The end of the Cold War was also the end of global or world order as we used to know it: a bipolar standoff between two superpowers and their respective allies. The dissolution of the Soviet Union effectively terminated that order and gave way to—exactly what? It was certainly not clear at the time; surprisingly, it is not clear today, a quarter of a century later. A first task of this book, then, will be to briefly consider the existing contributions to the debate about global order. They all bring something to the table but none of them are complete because they either tend to focus on a certain aspect of the present order and to generalize misleadingly from what they have studied, or, when they do paint a larger picture, they tend to include so many aspects and dimensions that the picture becomes blurred.
So where are we exactly today as regards world order? A basic premise of this book is that existing contributions to the subject share a grave weakness: they either neglect or misread domestic developments, that is, changes within the sovereign states that make up the core units of the international system. Georg Sørensen’s argument is that any in-depth analysis of the current world order must involve an investigation of both international relations and major aspects of domestic developments. ‘International’ and ‘domestic’ are parts of a totality, a whole; to focus on only one element will not be enough.
As for domestic developments, Sørensen will make the claim that we live in a world where all states are increasingly fragile. The term ‘fragile states’ has been used to signify the weak, post-colonial states in the global South with frail economies, corrupt and ineffective political systems and a lack of national community. But both modernizing states such as the BRICS and so-called advanced state in Western Europe, North America and East Asia are increasingly characterized by fragility as well. Their political systems are less effective and sometimes corrupt; state capacity is also threatened because these states are less socially embedded and intense participation in economic globalization undercuts their room of manoeuver. National community is weakening also, under pressure from socio-economic inequality and patterns of migration. All this has consequences for world order because it affects the international roles that states and societies can play.
As for international developments, Georg Sørensen will make the claim that the traditional security dilemma of imminent war among sovereign states is much less pertinent in today’s order. There is a ‘democratic peace’ among consolidated democracies; mutual respect for territorial integrity (i.e. existing international boundaries) is much stronger; and the desire among autocracies for participating in economic globalization and international institutions is much clearer. In sum, traditional interstate war is in sharp decline. That reduces the relative importance of military power.

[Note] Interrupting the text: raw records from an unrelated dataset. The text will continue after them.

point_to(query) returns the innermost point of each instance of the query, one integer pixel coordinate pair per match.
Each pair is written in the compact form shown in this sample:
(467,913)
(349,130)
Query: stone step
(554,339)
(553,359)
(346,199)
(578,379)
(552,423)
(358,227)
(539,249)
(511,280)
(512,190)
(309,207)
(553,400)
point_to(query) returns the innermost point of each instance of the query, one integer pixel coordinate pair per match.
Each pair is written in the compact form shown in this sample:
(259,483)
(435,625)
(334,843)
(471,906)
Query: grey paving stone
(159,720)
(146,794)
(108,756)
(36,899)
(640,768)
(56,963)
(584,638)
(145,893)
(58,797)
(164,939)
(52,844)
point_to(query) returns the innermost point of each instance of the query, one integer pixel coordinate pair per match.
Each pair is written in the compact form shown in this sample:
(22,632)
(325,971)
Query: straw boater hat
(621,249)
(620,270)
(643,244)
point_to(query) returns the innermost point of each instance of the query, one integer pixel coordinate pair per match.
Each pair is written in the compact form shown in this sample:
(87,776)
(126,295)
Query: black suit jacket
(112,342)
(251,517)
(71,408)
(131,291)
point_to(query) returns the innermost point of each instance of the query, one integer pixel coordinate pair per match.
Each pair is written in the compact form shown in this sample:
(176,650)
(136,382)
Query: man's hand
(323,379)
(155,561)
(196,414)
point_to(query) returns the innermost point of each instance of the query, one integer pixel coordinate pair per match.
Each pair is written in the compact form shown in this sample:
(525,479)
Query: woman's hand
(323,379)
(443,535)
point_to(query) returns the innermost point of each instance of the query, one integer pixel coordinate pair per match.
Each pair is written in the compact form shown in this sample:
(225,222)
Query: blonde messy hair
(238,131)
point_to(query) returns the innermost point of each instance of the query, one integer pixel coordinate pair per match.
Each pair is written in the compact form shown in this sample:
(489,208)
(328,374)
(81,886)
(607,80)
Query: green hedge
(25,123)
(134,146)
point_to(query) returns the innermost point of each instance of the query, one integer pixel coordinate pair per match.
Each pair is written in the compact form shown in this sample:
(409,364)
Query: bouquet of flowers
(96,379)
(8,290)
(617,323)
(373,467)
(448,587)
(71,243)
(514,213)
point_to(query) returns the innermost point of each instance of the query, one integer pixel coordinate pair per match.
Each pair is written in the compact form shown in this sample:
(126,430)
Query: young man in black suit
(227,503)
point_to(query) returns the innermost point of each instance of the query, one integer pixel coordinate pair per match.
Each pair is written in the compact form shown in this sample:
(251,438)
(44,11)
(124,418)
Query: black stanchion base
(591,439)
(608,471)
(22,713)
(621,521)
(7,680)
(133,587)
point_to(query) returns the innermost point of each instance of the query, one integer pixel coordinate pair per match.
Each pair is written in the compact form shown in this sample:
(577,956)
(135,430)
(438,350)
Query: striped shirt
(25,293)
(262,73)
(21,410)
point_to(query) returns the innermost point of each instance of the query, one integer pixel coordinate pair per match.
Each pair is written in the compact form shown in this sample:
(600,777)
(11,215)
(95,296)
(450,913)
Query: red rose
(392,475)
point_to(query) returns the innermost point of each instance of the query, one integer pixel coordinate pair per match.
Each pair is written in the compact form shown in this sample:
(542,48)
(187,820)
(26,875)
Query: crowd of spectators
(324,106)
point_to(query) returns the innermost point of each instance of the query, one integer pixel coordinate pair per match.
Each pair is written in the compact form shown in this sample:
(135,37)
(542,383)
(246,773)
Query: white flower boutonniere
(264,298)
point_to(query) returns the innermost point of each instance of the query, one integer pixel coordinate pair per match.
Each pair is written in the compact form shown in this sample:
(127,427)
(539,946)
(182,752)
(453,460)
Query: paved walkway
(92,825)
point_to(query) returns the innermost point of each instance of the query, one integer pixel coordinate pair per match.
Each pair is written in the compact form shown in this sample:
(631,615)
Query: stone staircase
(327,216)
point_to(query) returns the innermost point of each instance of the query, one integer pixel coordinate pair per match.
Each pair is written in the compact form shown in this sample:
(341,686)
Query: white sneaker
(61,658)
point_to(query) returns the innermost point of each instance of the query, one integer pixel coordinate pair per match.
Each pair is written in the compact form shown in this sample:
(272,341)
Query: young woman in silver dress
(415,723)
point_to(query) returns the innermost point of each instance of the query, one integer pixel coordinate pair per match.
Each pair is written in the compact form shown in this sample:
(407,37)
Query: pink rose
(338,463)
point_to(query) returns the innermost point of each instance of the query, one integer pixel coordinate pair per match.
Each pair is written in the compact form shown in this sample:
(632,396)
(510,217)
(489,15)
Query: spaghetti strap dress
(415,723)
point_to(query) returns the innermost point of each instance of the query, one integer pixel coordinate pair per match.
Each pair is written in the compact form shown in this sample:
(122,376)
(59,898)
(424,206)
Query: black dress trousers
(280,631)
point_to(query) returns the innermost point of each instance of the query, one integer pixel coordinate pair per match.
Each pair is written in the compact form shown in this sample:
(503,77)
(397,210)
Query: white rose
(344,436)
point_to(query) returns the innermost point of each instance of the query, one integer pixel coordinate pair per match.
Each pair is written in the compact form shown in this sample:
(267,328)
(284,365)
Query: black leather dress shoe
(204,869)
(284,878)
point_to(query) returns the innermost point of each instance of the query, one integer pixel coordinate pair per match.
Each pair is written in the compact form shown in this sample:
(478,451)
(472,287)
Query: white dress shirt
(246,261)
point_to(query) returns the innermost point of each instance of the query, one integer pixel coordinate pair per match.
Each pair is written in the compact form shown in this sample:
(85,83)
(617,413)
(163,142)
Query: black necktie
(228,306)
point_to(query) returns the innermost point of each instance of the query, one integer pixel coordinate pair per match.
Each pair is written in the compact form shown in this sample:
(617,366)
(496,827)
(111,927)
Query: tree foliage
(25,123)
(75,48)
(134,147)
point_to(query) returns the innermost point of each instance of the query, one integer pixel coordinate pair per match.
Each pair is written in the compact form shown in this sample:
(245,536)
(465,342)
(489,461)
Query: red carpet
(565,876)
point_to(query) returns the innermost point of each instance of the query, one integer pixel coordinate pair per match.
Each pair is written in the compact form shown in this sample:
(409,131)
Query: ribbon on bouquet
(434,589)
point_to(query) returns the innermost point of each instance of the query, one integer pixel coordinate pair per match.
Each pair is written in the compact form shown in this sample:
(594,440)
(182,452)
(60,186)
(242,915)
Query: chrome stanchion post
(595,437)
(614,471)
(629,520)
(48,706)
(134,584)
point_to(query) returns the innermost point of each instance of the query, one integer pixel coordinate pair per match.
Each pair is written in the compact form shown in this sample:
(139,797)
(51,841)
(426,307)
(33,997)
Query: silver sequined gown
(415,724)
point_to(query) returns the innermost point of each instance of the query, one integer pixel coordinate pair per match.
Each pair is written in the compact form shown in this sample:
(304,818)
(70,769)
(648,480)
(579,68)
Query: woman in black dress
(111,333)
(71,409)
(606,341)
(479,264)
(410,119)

The combined effect of these developments for world order is good news and bad news, mostly the latter. The good news is that peace has made progress in the sense that conventional war among states is much less of an imminent threat than it used to be; at the same time, many millions of people have been taken out of abject poverty. The bad news is that large-scale violence continues unabated within the most fragile states. Social inequalities are increasing rapidly in many countries, breaking up long-standing social compacts. And at the very moment when world order is more liberal than it ever was, both the economic and the political dimension of liberal order are in crisis. The liberal market economy is increasingly unequal and its financial infrastructure remains fragile and crisis-prone. There is a comprehensive set of international institutions, but they are rather weak and in need of reform. Liberal values are nominally endorsed by most states but they are in internal conflict and make up no firm basis for a stable world order. Finally, world order is threatened from within because the social compacts, political infrastructures and national economic capacities of many states will decline. This will have negative consequences for the willingness to bring about effective global governance. The result may be a destructive dynamic which might take us towards a Hobbesian world in ways which Hobbes himself had never imagined.